How can we best understand the emergence of multiple and sometimes antagonistic modernities worldwide?
How are political struggles fought and communicated on the local-national-global nexus?
How do we integrate emerging media environments in global communication studies?
Bringing together essays from a range of internationally renowned scholars, this book will be useful to undergraduate and postgraduate students on Media and Communication Studies courses, particularly those studying globalisation and global media.
Contributors: Hector Amaya Paula Chakravartty Andrew Crocco Myria Georgiou Le Han Anikó Imre Koichi Iwabuchi Marwan M. Kraidy Sara Mourad Patrick D. Murphy Tarik Sabry Paddy Scannell Piotr M. Szpunar Guobin Yang Barbie Zelizer
Hybridity, or the Cultural Logic of Globalization
2006
The intermingling of people and media from different cultures is a communication-based phenomenon known as hybridity. Drawing on original research from Lebanon to Mexico and analyzing the use of the term in cultural and postcolonial studies (as well as the popular and business media), Marwan Kraidy offers readers a history of the idea and a set of prescriptions for its future use. Kraidy analyzes the use of the concept of cultural mixture from the first century A.D. to its present application in the academy and the commercial press. The book's case studies build an argument for understanding the importance of the dynamics of communication, uneven power relationships, and political economy as well as culture, in situations of hybridity. Kraidy suggests a new framework he developed to study cultural mixture—called critical transculturalism—which uses hybridity as its core concept, and provides a practical method for examining how media and communication work in international contexts.

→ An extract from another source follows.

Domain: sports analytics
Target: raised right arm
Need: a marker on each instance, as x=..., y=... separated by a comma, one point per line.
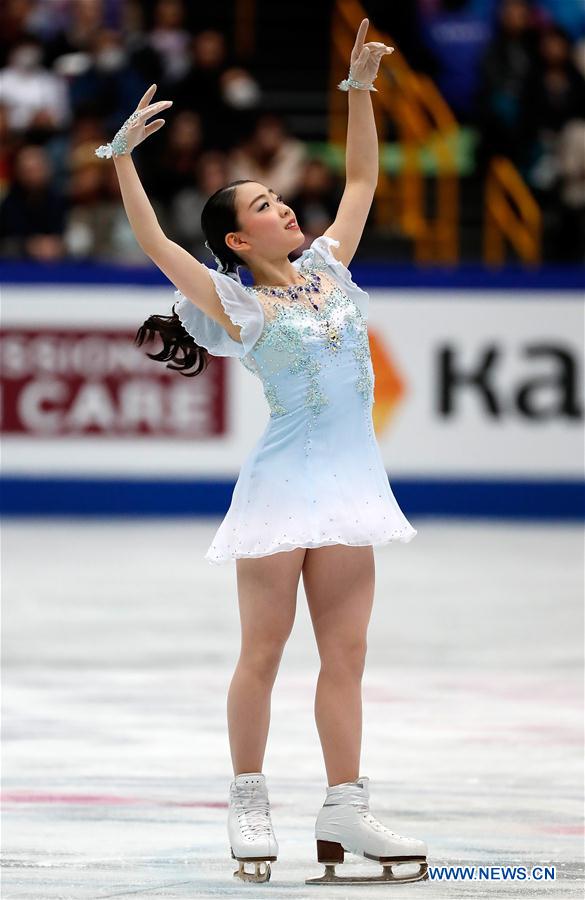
x=189, y=275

Arab television industries
2009
In recent years, Arab television has undergone a dramatic and profound transformation from terrestrial, government-owned, national channels to satellite, privately owned, transnational networks. The latter is the Arab television that matters today, economically, socially and politically. The resulting pan-Arab industry is vibrant, diverse, and fluid - very different, the authors of this major new study argue, from the prevailing view in the West, which focuses only on the al-Jazeera network. Based on a wealth of primary Arabic language sources, interviews with Arab television executives, and the authors' personal and professional experience with the industry, Arab Television Industries tells the story of that transformation, featuring compelling portraits of major players and institutions, and captures dominant trends in the industry. Readers learn how the transformation of Arab television came to be, the different kinds of channels, how programs are made and promoted, and how they are regulated. Throughout, the analysis focuses on the interaction of the television industry with Arab politics, business, societies and cultures.